Guest Post: Fast Girls Review

Anyone who follows me on Twitter would’ve probably noted that I’m a pretty keen athletics fan. And with the London Grand Prix currently taking place in Crystal Palace and London 2012 exactly two weeks away, suffice to say I’m pretty amped right now. One lady who shares my enthusiasm for the sport is my friend, fellow blogger, marketeer and social media expert – Ronke Adeyemi AKA Ondo Lady. Ronke is a prolific blogger who covers popular culture on her award-winning blog  Ondo Lady. If you’ve yet to check out her recently revamped site, head over once you’ve finished reading.

Ronke recently reviewed the track and field themed feature film Fast Girls for The Cocoa Diaries. So without further ado, take it away…

I fell in love with athletics back in 1983 when I saw Carl Lewis dominate the inaugural World Championships. To me Carl Lewis had it all, agility, grace and most of all speed. His record winning four gold medals the following year at the LA games only cemented his position as the fastest man in the world. Since then sprint kings and queens have come and gone. The likes of Linford Christie, Merlene Ottey, Evelyn Ashford, Florence Griffiths Joyner, Maurice Greene and Michael Johnson have all delighted and thrilled us. Of course some have been better than others and some cleaner than others. On Sunday 5th August the world will wait with baited breath to see if a certain Usain Bolt can retain his title and becomes the double Olympic champion over the 100 metres.

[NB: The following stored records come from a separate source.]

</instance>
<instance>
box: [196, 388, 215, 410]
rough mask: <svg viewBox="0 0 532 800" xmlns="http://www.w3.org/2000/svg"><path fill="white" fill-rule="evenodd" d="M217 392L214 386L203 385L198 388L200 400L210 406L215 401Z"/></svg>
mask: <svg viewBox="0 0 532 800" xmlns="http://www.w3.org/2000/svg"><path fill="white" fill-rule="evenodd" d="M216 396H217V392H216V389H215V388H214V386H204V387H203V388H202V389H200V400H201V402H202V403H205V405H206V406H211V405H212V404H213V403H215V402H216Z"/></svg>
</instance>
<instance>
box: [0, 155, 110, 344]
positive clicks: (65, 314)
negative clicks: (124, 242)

As soon as I saw the trailer for Fast Girls, I was really keen to see it. The film is about a group of British female sprinters who are seeking glory at the World Championships.

Lenora Crichlow

Shania played by Lenora Crichlow is a talented sprinter who dreams of being a champion, however with zero funding and no access to coaching and training facilities it seems that this will be nothing more than a pipedream. This is a far cry from Lisa played by Lily James who is the pampered daughter of a former champion. She has been groomed for success and is the darling of UK sprinting. Sadly Shania stands in her way and the two find themselves battling on and off the track. Both ladies have inner demons to conquer such as Shania’s ack of self belief which is stemmed from her poverty striken background. Lisa also has to deal with the demanding pressures from her father who is living his dreams through her. Fast Girls has a touch of Bend it Like Beckham about it – a girl who realises her potential in a sport she loves, female solidarity and some romance thrown in for good measure. The sprinting scenes are extremely well produced and exciting to watch and it is really fascinating to see what goes into training a sprinter. Lenora is a brilliant as ever (that lady has a wonderful career ahead of her) and the supporting cast hold their own. It is really great to see a mainstream film with females in the lead roles.  With the Olympics just round the corner, watching Fast Girls only makes the build up to the games more exciting.
Fast Girls is available to watch in cinemas now!